Typefully Skill
PassAudited by ClawScan on May 1, 2026.
Overview
This skill does what it says, but it can use your Typefully API key to change, delete, schedule, or immediately publish social posts, so use those commands deliberately.
Install only if you are comfortable giving this skill access to your Typefully API key. Before running high-impact commands, especially delete or publish now, verify the draft ID, post text, target platforms, and schedule.
Findings (3)
Artifact-based informational review of SKILL.md, metadata, install specs, static scan signals, and capability signals. ClawScan does not execute the skill or run runtime probes.

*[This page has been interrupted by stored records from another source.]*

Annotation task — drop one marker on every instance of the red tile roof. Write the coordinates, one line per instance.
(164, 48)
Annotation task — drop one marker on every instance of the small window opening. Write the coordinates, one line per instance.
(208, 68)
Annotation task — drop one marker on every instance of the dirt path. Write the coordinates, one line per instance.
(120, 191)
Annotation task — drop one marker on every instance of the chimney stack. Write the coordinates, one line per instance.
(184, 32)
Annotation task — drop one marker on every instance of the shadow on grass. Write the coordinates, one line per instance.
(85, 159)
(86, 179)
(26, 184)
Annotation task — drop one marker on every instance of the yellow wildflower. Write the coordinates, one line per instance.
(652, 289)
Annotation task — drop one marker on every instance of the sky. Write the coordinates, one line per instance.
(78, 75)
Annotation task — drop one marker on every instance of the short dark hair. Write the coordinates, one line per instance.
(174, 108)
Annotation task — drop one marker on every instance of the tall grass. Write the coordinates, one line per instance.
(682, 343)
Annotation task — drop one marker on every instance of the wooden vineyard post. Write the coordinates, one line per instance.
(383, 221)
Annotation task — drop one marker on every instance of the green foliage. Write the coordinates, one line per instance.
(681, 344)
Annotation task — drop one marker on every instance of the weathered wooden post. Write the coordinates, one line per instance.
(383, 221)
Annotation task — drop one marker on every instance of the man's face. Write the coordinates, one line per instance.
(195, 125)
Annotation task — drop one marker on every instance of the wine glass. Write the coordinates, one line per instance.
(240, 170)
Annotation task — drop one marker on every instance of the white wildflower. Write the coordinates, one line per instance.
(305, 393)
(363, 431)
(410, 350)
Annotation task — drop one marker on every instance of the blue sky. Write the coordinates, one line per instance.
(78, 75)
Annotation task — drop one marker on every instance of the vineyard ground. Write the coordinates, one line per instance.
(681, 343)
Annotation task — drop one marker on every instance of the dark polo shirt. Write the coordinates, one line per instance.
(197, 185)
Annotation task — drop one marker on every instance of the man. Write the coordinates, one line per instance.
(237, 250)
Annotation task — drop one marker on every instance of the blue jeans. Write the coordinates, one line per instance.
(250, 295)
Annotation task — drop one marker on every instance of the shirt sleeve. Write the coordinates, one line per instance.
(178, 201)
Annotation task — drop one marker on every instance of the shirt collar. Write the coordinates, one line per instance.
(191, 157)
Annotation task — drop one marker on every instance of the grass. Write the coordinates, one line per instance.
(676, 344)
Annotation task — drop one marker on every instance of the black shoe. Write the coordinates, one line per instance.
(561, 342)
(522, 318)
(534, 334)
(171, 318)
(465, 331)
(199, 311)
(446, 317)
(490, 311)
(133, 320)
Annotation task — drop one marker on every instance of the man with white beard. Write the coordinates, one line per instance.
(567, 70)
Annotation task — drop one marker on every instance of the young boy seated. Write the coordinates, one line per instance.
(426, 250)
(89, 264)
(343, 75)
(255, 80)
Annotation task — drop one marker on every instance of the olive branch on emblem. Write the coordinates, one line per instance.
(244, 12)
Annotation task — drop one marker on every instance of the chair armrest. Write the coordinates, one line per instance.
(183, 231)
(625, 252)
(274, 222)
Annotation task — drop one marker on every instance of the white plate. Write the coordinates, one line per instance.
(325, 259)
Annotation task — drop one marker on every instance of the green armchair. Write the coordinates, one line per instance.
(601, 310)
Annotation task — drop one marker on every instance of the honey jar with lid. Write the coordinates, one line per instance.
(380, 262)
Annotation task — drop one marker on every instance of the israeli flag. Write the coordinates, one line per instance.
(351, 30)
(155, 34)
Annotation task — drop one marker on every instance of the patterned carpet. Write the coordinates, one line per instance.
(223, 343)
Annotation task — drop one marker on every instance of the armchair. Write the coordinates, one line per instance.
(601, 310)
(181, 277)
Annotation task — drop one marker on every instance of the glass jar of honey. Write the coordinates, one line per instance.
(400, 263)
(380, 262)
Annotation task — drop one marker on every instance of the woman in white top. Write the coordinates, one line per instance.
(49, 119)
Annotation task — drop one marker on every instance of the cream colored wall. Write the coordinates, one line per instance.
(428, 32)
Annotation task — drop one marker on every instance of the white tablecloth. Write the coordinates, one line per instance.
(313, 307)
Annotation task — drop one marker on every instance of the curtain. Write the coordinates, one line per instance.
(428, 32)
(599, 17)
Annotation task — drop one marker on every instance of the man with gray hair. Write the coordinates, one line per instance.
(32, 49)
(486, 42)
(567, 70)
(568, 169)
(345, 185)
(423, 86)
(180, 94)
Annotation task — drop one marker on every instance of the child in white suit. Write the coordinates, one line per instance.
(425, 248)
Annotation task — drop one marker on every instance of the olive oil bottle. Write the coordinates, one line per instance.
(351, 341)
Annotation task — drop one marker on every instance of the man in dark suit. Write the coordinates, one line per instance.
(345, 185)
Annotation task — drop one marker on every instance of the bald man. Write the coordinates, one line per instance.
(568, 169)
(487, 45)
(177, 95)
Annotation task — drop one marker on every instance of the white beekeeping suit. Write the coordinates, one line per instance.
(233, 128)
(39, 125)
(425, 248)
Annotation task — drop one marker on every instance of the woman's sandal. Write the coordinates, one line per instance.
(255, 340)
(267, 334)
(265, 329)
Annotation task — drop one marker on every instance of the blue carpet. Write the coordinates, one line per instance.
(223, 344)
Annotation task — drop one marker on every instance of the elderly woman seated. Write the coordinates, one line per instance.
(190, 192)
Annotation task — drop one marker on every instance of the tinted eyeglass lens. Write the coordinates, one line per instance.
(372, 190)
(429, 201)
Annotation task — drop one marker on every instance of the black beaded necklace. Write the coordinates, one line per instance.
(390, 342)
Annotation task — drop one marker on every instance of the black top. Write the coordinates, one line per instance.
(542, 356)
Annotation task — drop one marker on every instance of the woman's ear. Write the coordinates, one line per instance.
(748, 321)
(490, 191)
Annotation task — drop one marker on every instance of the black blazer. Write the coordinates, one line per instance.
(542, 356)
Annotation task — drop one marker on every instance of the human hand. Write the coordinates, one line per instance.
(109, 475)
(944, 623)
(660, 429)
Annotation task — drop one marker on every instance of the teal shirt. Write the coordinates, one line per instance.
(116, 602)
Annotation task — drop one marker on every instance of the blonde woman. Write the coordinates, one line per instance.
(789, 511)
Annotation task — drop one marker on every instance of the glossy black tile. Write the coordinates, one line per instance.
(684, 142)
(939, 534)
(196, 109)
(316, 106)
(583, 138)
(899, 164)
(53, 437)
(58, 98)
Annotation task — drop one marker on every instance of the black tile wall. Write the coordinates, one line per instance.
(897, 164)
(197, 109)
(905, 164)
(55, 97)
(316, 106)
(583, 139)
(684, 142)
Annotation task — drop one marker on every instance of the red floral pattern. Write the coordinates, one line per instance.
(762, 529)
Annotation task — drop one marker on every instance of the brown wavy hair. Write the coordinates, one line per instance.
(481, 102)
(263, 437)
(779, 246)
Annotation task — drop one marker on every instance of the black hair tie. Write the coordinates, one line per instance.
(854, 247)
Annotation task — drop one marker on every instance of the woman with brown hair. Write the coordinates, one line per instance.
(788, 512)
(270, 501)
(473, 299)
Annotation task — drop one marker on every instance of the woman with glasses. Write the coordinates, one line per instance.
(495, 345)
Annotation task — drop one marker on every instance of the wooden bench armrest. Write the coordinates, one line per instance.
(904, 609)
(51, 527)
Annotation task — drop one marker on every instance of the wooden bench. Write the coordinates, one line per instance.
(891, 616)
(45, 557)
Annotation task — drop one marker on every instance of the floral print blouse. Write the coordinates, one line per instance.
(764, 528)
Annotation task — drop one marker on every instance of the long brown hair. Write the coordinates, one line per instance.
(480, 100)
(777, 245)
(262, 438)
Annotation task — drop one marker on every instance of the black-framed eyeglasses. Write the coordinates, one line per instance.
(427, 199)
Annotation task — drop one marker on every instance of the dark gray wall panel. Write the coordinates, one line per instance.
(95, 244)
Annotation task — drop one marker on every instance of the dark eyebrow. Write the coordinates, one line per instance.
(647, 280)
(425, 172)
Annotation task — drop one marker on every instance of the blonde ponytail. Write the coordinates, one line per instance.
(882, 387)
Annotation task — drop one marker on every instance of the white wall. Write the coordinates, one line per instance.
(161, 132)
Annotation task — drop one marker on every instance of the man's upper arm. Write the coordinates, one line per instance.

A mistaken or overly autonomous invocation could publish content at the wrong time or delete a draft from the user's Typefully account.
The script can schedule or publish drafts and delete drafts through the Typefully API. This is disclosed and central to the skill, but these are high-impact account mutations.
cmd_schedule_draft() ... api PUT "/social-sets/${SOCIAL_SET_ID}/drafts/${draft_id}" -d "{\"publish_at\":\"${when}\"}" ... cmd_delete_draft() ... api DELETE "/social-sets/${SOCIAL_SET_ID}/drafts/${draft_id}"Confirm the exact draft ID, post text, platforms, and schedule before using delete, schedule, or publish-now actions.
Anyone or any agent using this skill with the API key can access and mutate the Typefully resources allowed by that key.
The skill uses a Typefully API key, optionally retrieved from the local password store, to authenticate API requests. This is expected for managing Typefully drafts but grants account access.
API_KEY=$(pass typefully/api-key 2>/dev/null) ... -H "Authorization: Bearer ${API_KEY}"Store the API key securely, avoid sharing command output or logs that might expose account data, and revoke/rotate the key if it is no longer needed.
A user may not notice the credential and tooling requirements from registry metadata alone.
Registry metadata does not reflect the skill artifacts' disclosed requirements for TYPEFULLY_API_KEY, curl, and python3, so automated prerequisite or credential review may be incomplete.
Required binaries (all must exist): none ... Required env vars: none ... Primary credential: none
Review SKILL.md and README.md setup requirements before installing, and verify the local script before providing the Typefully API key.